You may know a little bit about this country, but did you know it has perhaps one of the worst dictatorships on the planet? Yeah, that's right. The Gambia's president, Yahya Jammeh has now been in power for around twenty years and with "an iron fist" says Jeffrey Smith of the Robert F. Kennedy Centre for Justice and Human Rights.
The Gambia has been a place of violence and human injustice ever since it's independence from Britain on the 18 February 1965. Mr Jammeh, has led a very repressed and restricted regime ever since he came into power.
Unsurprisingly, there has been another recent but failed coup on the Gambia. In which men of Gambian origin attempted overthrow Mr Jammeh in a violent attack. They are accused of conspiring against a friendly nation and conspiring to possess firearms. But a "friendly nation"? I think not.
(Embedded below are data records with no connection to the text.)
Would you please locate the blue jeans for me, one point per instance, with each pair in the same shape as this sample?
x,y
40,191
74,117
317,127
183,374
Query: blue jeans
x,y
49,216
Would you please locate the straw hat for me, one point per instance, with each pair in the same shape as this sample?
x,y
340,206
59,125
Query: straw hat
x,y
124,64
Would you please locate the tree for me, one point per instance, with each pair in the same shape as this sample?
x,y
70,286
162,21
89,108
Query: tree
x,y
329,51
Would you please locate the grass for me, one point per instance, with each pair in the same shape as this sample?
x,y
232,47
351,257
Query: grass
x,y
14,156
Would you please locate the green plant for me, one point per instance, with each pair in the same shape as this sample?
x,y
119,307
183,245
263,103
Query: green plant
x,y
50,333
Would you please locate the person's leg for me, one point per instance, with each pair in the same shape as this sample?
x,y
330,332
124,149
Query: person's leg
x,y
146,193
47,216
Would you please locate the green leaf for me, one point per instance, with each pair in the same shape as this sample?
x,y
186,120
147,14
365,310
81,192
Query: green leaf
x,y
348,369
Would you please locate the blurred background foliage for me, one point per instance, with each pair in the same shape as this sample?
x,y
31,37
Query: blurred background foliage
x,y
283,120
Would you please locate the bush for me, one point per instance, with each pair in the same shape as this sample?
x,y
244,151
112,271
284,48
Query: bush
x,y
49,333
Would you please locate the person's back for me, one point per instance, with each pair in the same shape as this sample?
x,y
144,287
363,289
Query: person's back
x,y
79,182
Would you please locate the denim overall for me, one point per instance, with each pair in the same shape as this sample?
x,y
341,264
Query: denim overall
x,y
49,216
Jammeh and his security forces round up people to march from schools and government offices, North Korea-style. And little less than a week ago, the only independent radio station operating in the country that reports on political issues was closed for a third time. People have little access to information, and are without rights to expression or assembly.
Jammeh recently passed an anti-gay law, and even once said publicly "I will kill anyone, who wants to destabilise this country. If you think that you can collaborate with so-called human rights defenders, and get away with it, you must be living in a dream world. I will kill you, and nothing will come out of it."
Last month, Gambia was dropped from the African Growth and Opportunity Act, a trade incentive program established by the Clinton administration in 2000 to provide duty-free access for African goods to the US.
“For the United States to remove The Gambia from that list was very momentous," Smith says. "It was basically based on rampant human rights violations, including rampant torture in the country. ... Yahya Jammeh is the same president who gunned down 14 school children in 2000 who were protesting against his regime."
For all we know, Mr Jammeh is a very dangerous man and one to be aware of. Not only does he commit these crimes against his country on a political level, but also on a personal one.